The cybercriminal then exported the corporate vault entries and content of shared folders. The shared folder had encrypted secure notes and decryption keys to access the AWS S3 LastPass production backups, various cloud-based storage resources, and critical database backups.
Again, with the assistance of Madiant, LastPass progressed with the incident response for ongoing containment, eradication, and recovery activities.
What Actions Must You Take If You Are Using LastPass?
LastPass has released two security bulletins to assist with their incident-response efforts. One security bulletin for Free, Premium, and Family consumer users and another for Business and Teams users. These security bulletins help you secure your LastPass account and respond to security incidents.
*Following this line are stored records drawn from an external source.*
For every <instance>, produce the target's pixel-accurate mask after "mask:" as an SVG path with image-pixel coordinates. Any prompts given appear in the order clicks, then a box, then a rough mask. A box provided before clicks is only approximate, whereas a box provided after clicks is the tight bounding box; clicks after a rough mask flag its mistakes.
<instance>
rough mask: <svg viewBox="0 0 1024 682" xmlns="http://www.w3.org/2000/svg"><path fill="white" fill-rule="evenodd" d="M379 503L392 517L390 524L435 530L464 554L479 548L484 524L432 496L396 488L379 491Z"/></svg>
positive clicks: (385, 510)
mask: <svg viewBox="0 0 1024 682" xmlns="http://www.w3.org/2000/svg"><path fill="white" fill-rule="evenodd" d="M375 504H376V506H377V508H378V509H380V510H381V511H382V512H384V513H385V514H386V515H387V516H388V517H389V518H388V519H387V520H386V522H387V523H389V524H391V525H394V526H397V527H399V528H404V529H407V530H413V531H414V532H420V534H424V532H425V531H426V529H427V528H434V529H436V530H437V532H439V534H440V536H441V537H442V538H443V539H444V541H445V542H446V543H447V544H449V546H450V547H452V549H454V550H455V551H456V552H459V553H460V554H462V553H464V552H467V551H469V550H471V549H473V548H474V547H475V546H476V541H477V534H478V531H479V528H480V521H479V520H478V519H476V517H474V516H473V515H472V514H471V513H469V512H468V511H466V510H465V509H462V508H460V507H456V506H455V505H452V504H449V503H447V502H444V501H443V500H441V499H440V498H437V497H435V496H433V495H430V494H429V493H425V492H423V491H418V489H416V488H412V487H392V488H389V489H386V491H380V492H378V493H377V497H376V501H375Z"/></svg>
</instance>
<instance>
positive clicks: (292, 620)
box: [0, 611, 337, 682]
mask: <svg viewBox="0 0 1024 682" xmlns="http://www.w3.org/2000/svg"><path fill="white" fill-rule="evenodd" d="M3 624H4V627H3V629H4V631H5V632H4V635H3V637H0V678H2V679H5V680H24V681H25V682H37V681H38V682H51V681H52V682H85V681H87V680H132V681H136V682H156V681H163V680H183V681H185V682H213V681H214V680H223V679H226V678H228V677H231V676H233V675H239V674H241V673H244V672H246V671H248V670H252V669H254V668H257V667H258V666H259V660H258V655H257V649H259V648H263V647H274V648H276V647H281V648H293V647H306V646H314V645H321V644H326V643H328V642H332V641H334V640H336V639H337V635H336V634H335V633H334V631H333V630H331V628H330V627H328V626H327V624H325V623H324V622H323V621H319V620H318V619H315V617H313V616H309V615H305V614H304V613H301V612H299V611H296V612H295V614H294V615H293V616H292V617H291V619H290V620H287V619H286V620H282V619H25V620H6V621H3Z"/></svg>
- Recommended Actions for LastPass Free, Premium, and Families:
Security Bulletin: Recommended Actions for Free, Premium, and Families Customers – LastPass Support
- Recommended Actions for LastPass Business
Security Bulletin: Recommended Actions for LastPass Business Administrators – LastPass Support
Key Learnings From The LastPass Breach
Cyberattacks are showing no signs of subsiding. Putting a positive spin on it, we can learn from these attacks and take preventive steps to protect the IT environment. With the LastPass breach, we now know:
- Tune-up systems
Improve system performance with regular audits and disk clean-ups and eliminate unused or rarely used files. Optimize usage with regular maintenance and updates across systems.
- Implement MFAs
MFA is an add-on for protection against threats and decreases the risk of poor password behavior like password reuse. Implementing PingOne MFA, PingID MFA, Okta MFA, and TOTP Authenticator App-based MFA is highly recommended to provide robust security to your account.
- Normalize IT infrastructure with posture anomaly management.
Get a holistic view of the IT infrastructure and be aware of the security risks that were once hidden. Posture Anomaly Management allows you to discover the obvious attack vectors in the network and implement more effective security measures. Also, you will have control over the security posture anomalies that could have unleashed massive attacks.
- Automate patching daily
Automate the end-to-end patching tasks from scanning, prioritization, and testing to scheduled deployment. Auto patching reduces manual work and human errors. Create automation rules according to your organization’s requirements and execute faster patching across your network.
- Apply system hardening
Imply strict configuration system hardening measures on operating systems, servers, and enterprise applications to minimize the organization’s threat exposure.
Although LastPass implemented various security measures, they should have included basic prevention methods. Besides, cybercriminals use many techniques to infiltrate an organization’s network and perform malicious actions. But most of the time, they use similar methods to carry out their attacks. To stay safe and secure, look deep into your IT infrastructure, get insights, and normalize to nip it in the bud to keep cyberattacks at bay.